The capital of the Federal Republic had been placed at
Bonn, a sleepy market town on the Rhine River, to erase
memories of the Nazi era, when the capital was at Berlin.
Still, the country was troubled by its past. The surviving
major Nazi leaders had been tried and condemned as war
criminals at the Nuremberg war crimes trials in 1945
and 1946. As part of the denazification of Germany, the
victorious Allies continued to try lesser officials for war
crimes, but these trials diminished in number as the Cold
War produced a shift in attitudes.
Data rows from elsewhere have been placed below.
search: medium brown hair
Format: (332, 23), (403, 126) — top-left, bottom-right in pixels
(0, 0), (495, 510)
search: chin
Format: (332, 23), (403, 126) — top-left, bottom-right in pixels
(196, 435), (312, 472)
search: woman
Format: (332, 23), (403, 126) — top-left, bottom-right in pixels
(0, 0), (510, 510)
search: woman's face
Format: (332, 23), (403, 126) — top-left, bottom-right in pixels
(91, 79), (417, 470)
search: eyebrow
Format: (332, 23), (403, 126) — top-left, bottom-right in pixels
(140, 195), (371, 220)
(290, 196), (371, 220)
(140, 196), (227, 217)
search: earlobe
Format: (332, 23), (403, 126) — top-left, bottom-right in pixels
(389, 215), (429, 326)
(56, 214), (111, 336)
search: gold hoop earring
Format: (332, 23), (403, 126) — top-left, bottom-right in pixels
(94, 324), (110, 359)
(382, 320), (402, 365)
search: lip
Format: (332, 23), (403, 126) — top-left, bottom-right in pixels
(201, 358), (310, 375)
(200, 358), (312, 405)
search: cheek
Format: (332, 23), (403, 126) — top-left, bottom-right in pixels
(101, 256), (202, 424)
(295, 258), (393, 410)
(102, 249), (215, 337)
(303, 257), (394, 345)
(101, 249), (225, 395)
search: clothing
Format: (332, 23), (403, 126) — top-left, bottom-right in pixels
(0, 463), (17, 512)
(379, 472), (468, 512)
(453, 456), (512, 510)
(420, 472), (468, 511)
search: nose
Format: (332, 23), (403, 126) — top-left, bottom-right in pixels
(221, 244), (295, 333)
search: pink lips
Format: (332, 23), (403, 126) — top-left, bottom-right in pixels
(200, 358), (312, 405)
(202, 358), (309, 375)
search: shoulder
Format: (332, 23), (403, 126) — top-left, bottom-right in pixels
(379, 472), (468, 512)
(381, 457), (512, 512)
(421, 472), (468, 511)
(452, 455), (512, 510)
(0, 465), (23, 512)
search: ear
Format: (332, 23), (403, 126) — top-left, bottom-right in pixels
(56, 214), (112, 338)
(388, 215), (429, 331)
By 1950, German
courts had begun to take over the war crimes trials, and
the German legal machine persisted in prosecuting cases.
Beginning in 1953, the West German government also
began to make payments to Israel and to Holocaust survivors
and their relatives to make some restitution for, in
the words of German president Richard von Weizsäcker,
“the unspeakable sorrow that occurred in the name of
Germany.”
After the Adenauer era ended in the mid-1960s, the
Social Democrats became the leading party. By forming a
ruling coalition with the small Free Democratic Party, the
Social Democrats remained in power until 1982. The first
Social Democratic chancellor was Willy Brandt (1913–
1992). Brandt was especially successful with his “opening
toward the east” (known as Ostpolitik), for which he received
the Nobel Peace Prize in 1972. On March 19,
1971, Brandt met with Walter Ulbricht, the leader of East
Germany, and worked out the details of a treaty that was
signed in 1972. This agreement did not establish full
diplomatic relations with East Germany but did call for
“good neighborly” relations. As a result, it led to greater
cultural, personal, and economic contacts between West
and East Germany. Despite this success, the discovery of
an East German spy among Brandt’s advisers caused his
resignation in 1974.
His successor, Helmut Schmidt (b. 1918), was more of
a technocrat than a reform-minded socialist and concentrated
on the economic problems brought about largely
by high oil prices between 1973 and 1975. Schmidt was
successful in eliminating a deficit of 10 billion marks in
three years. In 1982, when the coalition of Schmidt’s Social
Democrats with the Free Democrats fell apart over
the reduction of social welfare expenditures, the Free
Democrats joined with the Christian Democratic Union
of Helmut Kohl (b. 1930) to form a new government.